Closed nathanielrindlaub closed 1 year ago
@nathanielrindlaub Multiple batches will share resources until they hit the concurrency limits of sagemaker at which point they will compete on a first-come-first-serve basis. Our current FiFo batch size is 1
so if the number of concurrent batches * BatchSize > SageMaker Concurrency
inferencing will start to see Throttling errors. There is currently no shared request pool or priority leveling of any kind between batches.
We talked about this a little bit yesterday of ideally making sure that our SageMaker concurrency was 10x the BatchSize to ensure that we should be able to run ~10 batches simultaneously without hitting throttling limits - assuming that we move to a dedicated SageMaker endpoint for batch runs.
Ok gotcha. Thank you for explaining that!

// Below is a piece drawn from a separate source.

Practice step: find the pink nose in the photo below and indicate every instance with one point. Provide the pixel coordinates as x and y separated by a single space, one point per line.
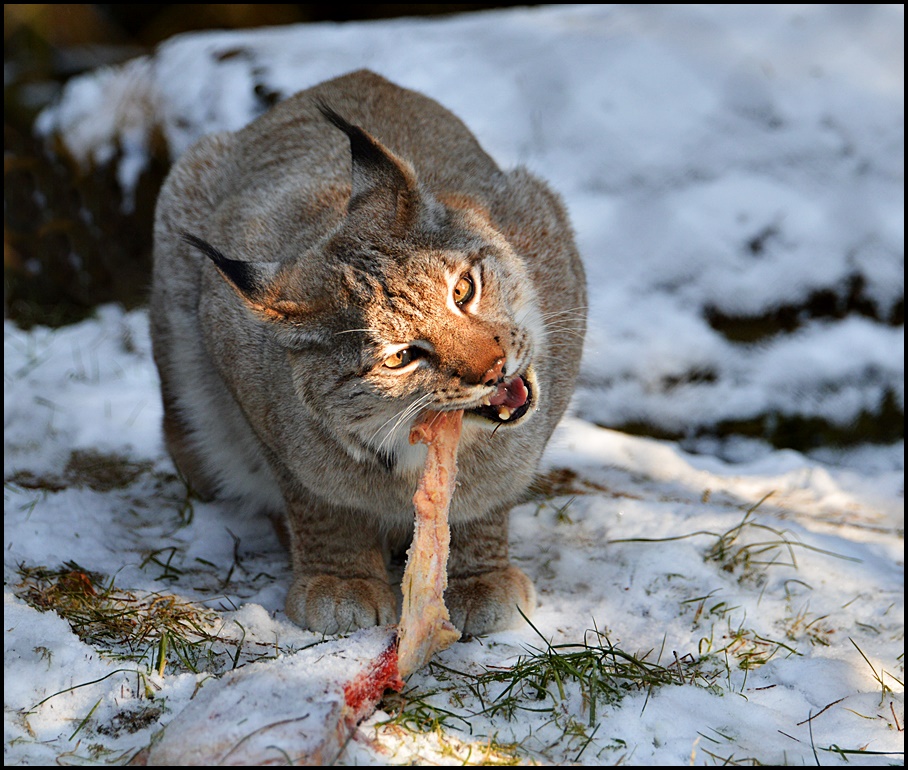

When I try triggering multiple batch uploads at once, it seems like they're getting processed asynchronously. I don't have a super clear mental model of what's happening on the worker side in that kind of a situation (I guess just pulling off messages from whatever queues are available to draw from that have messages at random), but I wanted to double-check whether images get prioritized at all between multiple simultaneous bulk uploads.
How does the logic - if any - work for that? I don't have an opinion on what's desirable I'm just hoping to understand the behavior.